Interviewer: To what extent do you feel your characters are unreliable narrators? Sometimes we get accounts of important situations from different viewpoints and it’s very interesting to see what each character focuses on... Would you say that (what a character is telling) is not exactly what’s happening, that’s just how they see it?
George: I do use the device of the unreliable narrator, particularly when dealing with memory. I present these scenes sometimes from multiple different viewpoints and the versions don’t quite jibe and then you have to figure out what really happened. The only problem with that is I’ve discovered – not being perfect – that I make real mistakes, and I would prefer not to make real mistakes, but my readers are very good, and they point them out to me. I have a horse that changes sex between books and I’m terrible with eye colours, so I’ve got a couple of characters whose eye colour changes. When you make mistakes like that and when you come across the unreliable narrator, people think, ‘oh, he fucked up again.’. Actually, I didn’t fuck up, some of that is quite deliberate and I wish I could eliminate the real mistakes so that the fake mistakes could be seen for what they are, which is a sign of my literary genius. I think the point of the unreliable narrator is that you’re seeing everything filtered through the viewpoints of the characters who are your eyes and ears in that particular chapter…

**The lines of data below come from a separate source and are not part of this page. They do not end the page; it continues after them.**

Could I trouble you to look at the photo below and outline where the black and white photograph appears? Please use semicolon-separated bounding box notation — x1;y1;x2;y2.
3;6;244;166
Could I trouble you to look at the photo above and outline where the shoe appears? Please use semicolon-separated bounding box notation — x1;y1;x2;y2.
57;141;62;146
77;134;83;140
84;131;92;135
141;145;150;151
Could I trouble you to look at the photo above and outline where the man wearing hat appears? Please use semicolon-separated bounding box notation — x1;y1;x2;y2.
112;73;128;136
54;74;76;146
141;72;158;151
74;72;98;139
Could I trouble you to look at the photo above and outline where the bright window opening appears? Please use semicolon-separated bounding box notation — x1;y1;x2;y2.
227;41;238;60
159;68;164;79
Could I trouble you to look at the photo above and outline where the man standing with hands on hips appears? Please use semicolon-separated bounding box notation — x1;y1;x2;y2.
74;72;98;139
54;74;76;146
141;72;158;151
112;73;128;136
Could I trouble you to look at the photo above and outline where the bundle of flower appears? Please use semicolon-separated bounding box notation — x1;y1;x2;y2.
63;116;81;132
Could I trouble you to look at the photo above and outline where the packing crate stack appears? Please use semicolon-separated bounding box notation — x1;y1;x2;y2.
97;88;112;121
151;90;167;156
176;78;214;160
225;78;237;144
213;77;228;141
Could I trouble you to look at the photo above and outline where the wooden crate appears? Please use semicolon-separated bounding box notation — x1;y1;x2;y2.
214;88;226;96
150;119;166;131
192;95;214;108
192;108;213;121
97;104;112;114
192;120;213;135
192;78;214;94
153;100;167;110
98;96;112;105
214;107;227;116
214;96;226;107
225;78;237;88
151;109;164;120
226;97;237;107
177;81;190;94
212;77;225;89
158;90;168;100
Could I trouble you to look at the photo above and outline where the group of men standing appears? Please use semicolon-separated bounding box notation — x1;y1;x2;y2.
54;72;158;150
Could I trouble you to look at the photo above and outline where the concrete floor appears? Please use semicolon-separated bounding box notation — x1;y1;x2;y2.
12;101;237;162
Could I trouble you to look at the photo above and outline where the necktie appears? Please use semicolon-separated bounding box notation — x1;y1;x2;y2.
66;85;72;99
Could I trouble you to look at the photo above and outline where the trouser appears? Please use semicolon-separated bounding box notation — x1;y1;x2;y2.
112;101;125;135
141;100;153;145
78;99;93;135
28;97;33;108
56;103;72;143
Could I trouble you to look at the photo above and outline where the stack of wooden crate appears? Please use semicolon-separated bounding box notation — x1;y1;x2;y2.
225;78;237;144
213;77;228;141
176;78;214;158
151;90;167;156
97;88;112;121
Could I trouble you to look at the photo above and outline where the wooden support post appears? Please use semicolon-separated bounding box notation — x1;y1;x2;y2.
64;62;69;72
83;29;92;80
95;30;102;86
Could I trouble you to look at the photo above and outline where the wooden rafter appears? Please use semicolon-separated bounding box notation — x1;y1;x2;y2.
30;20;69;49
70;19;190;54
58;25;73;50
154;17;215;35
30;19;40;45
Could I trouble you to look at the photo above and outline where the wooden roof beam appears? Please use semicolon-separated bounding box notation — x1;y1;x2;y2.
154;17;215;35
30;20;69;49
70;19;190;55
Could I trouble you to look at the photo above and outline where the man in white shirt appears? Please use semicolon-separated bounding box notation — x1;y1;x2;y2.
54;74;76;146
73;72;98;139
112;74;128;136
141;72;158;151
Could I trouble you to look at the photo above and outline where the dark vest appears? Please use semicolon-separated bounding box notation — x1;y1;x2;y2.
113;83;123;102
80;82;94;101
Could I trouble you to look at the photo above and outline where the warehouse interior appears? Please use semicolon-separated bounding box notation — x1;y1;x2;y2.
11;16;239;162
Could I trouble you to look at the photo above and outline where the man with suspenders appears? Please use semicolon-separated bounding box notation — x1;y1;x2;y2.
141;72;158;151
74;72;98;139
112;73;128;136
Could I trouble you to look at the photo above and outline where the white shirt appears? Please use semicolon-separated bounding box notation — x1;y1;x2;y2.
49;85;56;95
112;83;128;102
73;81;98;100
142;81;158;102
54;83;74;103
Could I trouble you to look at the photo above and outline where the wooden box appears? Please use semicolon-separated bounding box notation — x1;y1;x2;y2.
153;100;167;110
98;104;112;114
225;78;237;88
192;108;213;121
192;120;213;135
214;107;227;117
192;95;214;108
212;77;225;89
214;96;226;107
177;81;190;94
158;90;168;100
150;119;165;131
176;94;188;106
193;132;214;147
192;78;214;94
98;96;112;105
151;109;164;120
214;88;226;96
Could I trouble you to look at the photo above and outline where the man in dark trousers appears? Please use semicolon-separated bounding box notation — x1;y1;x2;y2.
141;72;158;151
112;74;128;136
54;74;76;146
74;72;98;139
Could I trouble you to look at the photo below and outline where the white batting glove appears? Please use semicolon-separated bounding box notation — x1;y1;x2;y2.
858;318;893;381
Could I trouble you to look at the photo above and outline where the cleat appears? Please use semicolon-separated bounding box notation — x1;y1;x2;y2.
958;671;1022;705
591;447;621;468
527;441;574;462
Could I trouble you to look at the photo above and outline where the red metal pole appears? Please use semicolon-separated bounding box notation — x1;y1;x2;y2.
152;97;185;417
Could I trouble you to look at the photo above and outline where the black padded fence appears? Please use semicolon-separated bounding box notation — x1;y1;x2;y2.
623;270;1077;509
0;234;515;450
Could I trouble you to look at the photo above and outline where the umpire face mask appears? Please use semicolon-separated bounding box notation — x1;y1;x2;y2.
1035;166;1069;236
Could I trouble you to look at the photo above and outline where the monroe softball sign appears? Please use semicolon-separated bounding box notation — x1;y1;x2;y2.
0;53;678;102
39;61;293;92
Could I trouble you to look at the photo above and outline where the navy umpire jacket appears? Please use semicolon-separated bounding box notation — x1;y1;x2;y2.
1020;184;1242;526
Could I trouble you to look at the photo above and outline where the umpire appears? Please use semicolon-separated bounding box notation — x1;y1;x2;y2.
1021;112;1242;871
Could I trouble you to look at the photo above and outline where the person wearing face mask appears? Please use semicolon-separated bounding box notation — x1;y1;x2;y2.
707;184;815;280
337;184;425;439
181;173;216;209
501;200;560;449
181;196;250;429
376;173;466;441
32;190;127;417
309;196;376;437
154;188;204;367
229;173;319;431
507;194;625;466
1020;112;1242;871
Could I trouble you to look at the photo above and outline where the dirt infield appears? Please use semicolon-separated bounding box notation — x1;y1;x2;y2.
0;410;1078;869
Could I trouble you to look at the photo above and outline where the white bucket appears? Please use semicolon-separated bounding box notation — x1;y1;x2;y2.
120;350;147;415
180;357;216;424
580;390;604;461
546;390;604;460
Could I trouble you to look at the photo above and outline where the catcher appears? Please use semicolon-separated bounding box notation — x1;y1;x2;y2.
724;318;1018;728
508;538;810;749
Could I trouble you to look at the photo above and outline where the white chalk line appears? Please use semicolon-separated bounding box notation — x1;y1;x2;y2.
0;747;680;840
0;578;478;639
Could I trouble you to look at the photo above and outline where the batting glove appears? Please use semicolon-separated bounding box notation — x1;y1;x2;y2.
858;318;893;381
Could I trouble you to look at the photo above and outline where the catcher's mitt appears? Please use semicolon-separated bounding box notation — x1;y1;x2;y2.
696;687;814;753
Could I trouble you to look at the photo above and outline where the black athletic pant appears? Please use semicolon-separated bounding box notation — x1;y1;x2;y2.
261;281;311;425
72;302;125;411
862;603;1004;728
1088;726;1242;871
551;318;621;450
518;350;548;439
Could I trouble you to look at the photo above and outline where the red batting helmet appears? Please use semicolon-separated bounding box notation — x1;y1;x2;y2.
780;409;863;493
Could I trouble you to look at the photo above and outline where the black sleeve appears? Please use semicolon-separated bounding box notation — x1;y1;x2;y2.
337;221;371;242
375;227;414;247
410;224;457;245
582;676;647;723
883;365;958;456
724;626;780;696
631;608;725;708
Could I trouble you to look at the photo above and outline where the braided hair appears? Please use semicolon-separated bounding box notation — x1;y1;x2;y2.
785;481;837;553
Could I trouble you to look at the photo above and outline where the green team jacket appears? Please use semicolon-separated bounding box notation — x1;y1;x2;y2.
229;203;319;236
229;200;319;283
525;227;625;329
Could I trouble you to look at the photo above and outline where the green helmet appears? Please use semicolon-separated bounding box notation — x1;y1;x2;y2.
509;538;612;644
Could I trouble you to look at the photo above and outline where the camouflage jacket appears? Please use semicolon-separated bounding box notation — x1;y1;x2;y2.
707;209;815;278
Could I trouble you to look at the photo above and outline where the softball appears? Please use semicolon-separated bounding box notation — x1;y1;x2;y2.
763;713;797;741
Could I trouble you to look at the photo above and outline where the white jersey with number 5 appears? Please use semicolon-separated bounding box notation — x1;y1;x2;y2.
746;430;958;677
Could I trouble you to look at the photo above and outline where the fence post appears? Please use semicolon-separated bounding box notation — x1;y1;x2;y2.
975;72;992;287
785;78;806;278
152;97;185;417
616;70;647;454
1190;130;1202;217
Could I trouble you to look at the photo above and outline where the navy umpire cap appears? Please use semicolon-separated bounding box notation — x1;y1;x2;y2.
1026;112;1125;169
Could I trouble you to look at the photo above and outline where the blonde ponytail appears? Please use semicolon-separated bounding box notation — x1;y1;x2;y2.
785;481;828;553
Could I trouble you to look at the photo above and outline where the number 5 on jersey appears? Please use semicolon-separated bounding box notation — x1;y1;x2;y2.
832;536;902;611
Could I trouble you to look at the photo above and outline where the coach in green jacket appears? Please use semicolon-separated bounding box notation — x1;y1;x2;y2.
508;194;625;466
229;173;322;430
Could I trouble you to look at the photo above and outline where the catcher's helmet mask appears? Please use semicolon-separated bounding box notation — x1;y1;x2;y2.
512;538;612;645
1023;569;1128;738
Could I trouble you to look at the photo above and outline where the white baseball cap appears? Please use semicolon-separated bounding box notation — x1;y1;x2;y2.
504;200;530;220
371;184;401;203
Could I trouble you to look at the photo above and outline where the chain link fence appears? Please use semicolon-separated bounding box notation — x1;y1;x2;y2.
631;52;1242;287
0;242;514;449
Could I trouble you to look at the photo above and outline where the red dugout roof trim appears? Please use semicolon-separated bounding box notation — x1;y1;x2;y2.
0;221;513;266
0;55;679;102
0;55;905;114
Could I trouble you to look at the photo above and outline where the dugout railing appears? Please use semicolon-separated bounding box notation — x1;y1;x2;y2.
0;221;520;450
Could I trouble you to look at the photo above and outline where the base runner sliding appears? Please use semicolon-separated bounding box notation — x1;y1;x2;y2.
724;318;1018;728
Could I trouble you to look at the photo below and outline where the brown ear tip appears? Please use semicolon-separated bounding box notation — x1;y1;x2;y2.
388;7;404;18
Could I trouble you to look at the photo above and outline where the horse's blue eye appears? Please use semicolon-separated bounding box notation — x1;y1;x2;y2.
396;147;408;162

We have a book coming out – The World of Ice and Fire. Elio García and Linda Antonsson helped me write it, and it’s got all the history of Westeros. The original plan for this book was that Elio and Linda would go through the books I'd already written, and they would pull out all the factual nuggets of history and organize them and then I would polish what they wrote and add sidebars with things that I knew about previous kings and legends. One of the things I did in the sidebars was present history, not in an objective manner, but as something written by a maester at the Citadel who lived hundreds of years after the events and was drawing on primary sources. In the particular case of the Dance Of The Dragons: Archmaester Gyldayn, based on court records and official things; Septon Eustace, the court septon, who was giving a religious bent to everything; and the court fool, Mushroom, who was relating all the filthy things that were going on and the lascivious stories. That allowed me to present three versions of every major event that were often at dramatic odds with each other, replicating real history. Mushroom’s version would always be completely outrageous but also the most fun to read and then you’d have the other more sober versions. So, I do have fun with this point of view thing and the narrator.